Probabilistic Gaussian Homotopy: A Probability-Space Continuation Framework for Nonconvex Optimization

TL;DR

This paper introduces Probabilistic Gaussian Homotopy (PGH), a novel continuation framework that biases optimization towards low-energy regions using a probabilistic approach, improving performance on challenging nonconvex problems.

Contribution

The paper presents PGH, a new probabilistic homotopy method that deforms the Boltzmann distribution to better navigate nonconvex landscapes, along with a practical stochastic algorithm PGHO.

Findings

PGH effectively biases descent towards low-energy regions.

PGHO outperforms classical methods on high-dimensional benchmarks.

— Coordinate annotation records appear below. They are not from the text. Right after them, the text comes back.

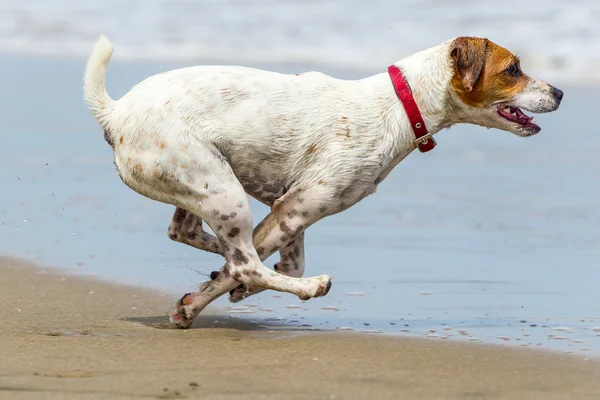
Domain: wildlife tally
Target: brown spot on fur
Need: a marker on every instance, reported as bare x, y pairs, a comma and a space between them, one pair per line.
285, 228
108, 137
238, 258
179, 215
234, 232
137, 170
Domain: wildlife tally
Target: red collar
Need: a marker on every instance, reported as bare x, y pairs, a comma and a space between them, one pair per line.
424, 139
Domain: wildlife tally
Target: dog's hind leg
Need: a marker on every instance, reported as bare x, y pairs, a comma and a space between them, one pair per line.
187, 228
245, 251
291, 264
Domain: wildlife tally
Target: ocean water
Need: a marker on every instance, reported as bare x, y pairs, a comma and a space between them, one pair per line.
555, 38
489, 238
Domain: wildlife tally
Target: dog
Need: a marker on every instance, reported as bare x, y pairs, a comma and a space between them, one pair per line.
306, 145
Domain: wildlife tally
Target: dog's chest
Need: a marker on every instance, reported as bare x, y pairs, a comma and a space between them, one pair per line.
263, 183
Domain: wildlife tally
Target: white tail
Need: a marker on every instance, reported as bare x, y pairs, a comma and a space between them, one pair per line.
94, 82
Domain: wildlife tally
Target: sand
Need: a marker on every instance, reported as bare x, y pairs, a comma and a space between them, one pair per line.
65, 337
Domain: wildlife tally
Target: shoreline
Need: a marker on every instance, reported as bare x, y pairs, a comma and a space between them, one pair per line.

The framework links Gaussian continuation, Bayesian denoising, and diffusion smoothing.

Abstract

We introduce Probabilistic Gaussian Homotopy (PGH), a probability-space continuation framework for nonconvex optimization. Unlike classical Gaussian homotopy, which smooths the objective and uniformly averages gradients, PGH deforms the associated Boltzmann distribution and induces Boltzmann-weighted aggregation of perturbed gradients, which exponentially biases descent directions toward low-energy regions. We show that PGH corresponds to a log-sum-exp (soft-min) homotopy that smooths a nonconvex objective at scale $\lambda>0$ and recovers the original objective as $\lambda\to 0$, yielding a posterior-mean generalization of the Moreau envelope, and we derive a dynamical system governing minimizer evolution along an annealed homotopy path. This establishes a principled connection between Gaussian continuation, Bayesian denoising, and diffusion-style smoothing. We further propose Probabilistic Gaussian Homotopy Optimization (PGHO), a practical stochastic algorithm based on Monte Carlo gradient estimation, and demonstrate strong performance on high-dimensional nonconvex benchmarks and sparse recovery problems where classical gradient methods and objective-space smoothing frequently fail.